The first thing that we see happen to Bruce Wayne in Batman Begins involves a hole. He stands on what he presumes to be solid ground, until it gives way and sends him tumbling into a cave. In the cave, bats find him, frighten him, subdue him, and leave him cowering. Bruce has fallen, and at this stage in his life, he is too young, too weak to climb back out.

But it's okay, because Bruce has a protector. He has his father, who descends into the hole and comforts him, and then lifts him out. As he carries him home, he tries to impart a lesson on young Bruce. "Why do we fall?" he asks. "So that we fall so that we can learn to pick ourselves up." Bruce is free of the hole and safe from the bats, but not of his doing. He had a hero to save him.

And then his hero is struck down, and young Bruce is left adroft for the next decade of his life. He wanders around the world, trying to bury himself. Guilt haunts him. He is empty during this period of his life, like a shell of the man he could have been. His body was pulled out of that hole, but his spirit, his soul was left down there - left with the bats.

He returns to the same hole and descends again, and when he finds the bats, his soul and body are reunited, but he does not climb out. He stays in the hole, in the darkness, and in that darkness, Batman is born. Bruce boards up the hole, content that it has served its purpose, that it has made him stronger. And Batman, he believes, is to be his salvation.
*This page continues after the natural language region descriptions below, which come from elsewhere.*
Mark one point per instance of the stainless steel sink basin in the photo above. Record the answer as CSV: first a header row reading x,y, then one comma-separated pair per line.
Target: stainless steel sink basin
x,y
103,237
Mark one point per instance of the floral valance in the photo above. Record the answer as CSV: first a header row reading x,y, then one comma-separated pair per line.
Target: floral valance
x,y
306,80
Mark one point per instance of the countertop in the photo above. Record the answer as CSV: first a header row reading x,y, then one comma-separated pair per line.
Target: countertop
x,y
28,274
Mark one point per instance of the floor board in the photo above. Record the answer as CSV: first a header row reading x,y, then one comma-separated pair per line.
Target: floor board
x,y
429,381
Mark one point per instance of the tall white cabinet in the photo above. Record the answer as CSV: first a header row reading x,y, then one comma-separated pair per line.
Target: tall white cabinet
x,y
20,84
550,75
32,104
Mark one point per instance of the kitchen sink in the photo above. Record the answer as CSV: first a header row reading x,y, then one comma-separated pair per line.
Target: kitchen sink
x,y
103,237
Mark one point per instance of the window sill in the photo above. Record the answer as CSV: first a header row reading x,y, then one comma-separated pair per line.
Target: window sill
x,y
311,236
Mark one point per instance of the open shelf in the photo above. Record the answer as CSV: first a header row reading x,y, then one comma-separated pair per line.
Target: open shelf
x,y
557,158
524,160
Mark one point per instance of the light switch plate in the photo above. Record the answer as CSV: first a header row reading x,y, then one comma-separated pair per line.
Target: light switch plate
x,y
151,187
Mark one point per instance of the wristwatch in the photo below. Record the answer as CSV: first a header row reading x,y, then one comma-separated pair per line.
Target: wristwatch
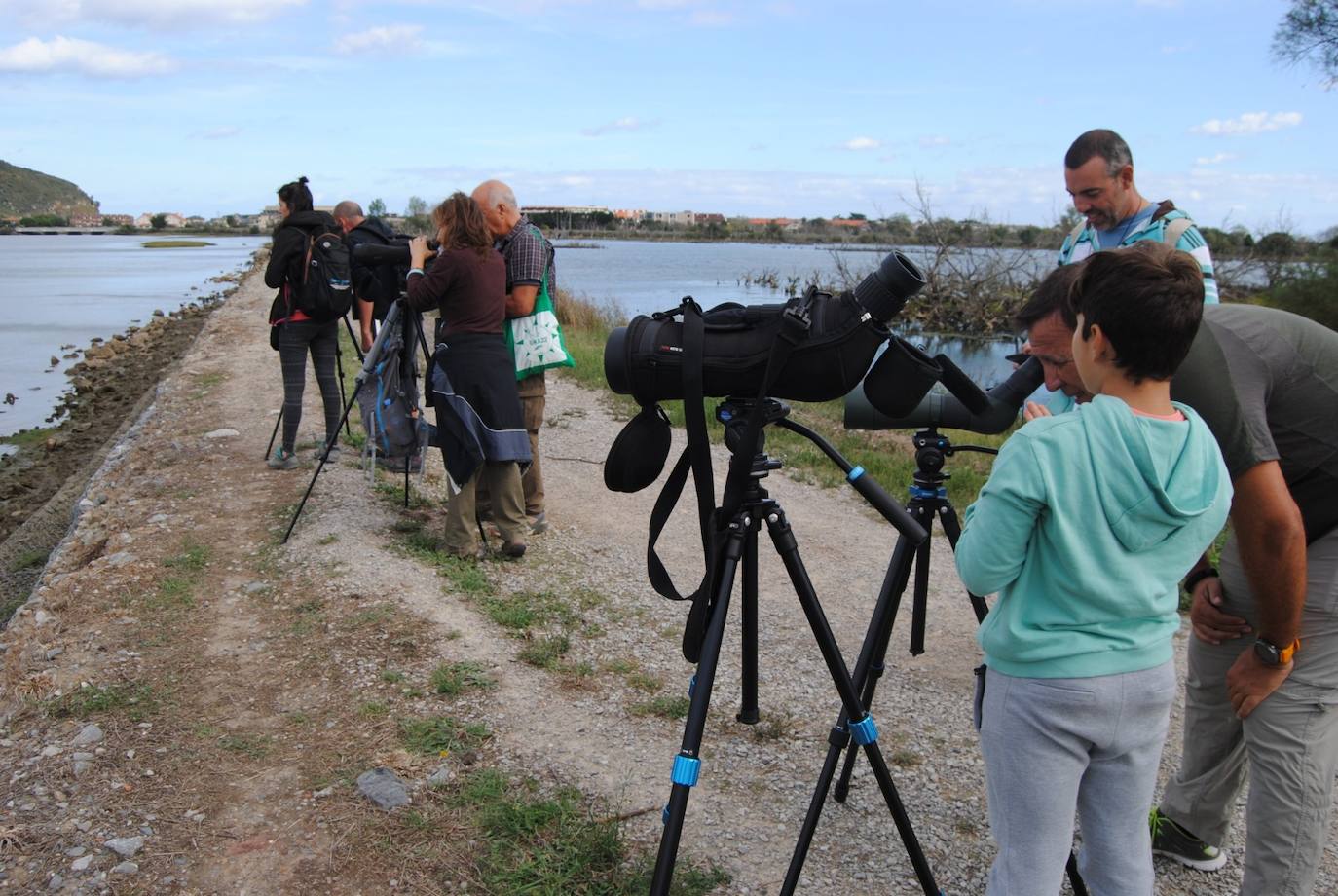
x,y
1271,654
But we never see him climb out of it. Because he doesn't.

There is no salvation in Batman for Bruce Wayne, only pain and the never-ending quest to slay the demon that he met when he was a child, a demon that frightened him and subdued him and that he believes he has conquered by wearing its skin. It's only when Gotham's court jester speaks the truth to him; when he corrupts its white knight; when he cuts the only rope Bruce had left for himself to climb out of that hole by murdering the woman he loves, that this truth can be known. When Batman defeats the Joker, and when he kills Harvey Dent saving Jim Gordon's son and then follows Dent's fall, taking the blame on himself, he finally acquires the means to do what he had been trying to do all those year away: he buries himself in that hole.

And he decays. When it becomes necessary, he lies to himself, tells himself that he hasn't, but the hole inside him has only grown, and it leads to his defeat at the hands of a younger, hungrier adversary.

When Bane imprisons Bruce Wayne in the Pit, Bruce is forced to face the truth that he never left it. One hole is as good as another, and the only time in all three films that he emerged from a hole was because his father pulled him out of it. But he has never climbed out. He has never shown himself worthy of climbing out. He is still the child, trapped, frightened, subdued. And only with this epiphany does he recall the words of his one-time savior: "Why do we fall?"

Only when he finally comes to terms with this lesson is he capable of climbing out of the Pit. And he does, stone by stone, step by step, until he has reached the point of no return. The bats emerge again, but this time they do not frighten him or subdue him. He has moved beyond them. And with them behind him, he closes his eyes and jumps.

He climbs out of the Pit, body and soul united, but in the light for the first time since he was a child. What follows - the bloody climax of the trilogy - is a mere formality. Bruce Wayne has healed himself. The hole in his heart is gone. After three films of falling, he has finally picked himself up.

This is not a trilogy about bats or clowns or superheroes or mercenaries. It is a trilogy of holes, of failing, and of how one man who has spent his life falling finds within himself the strength to rise.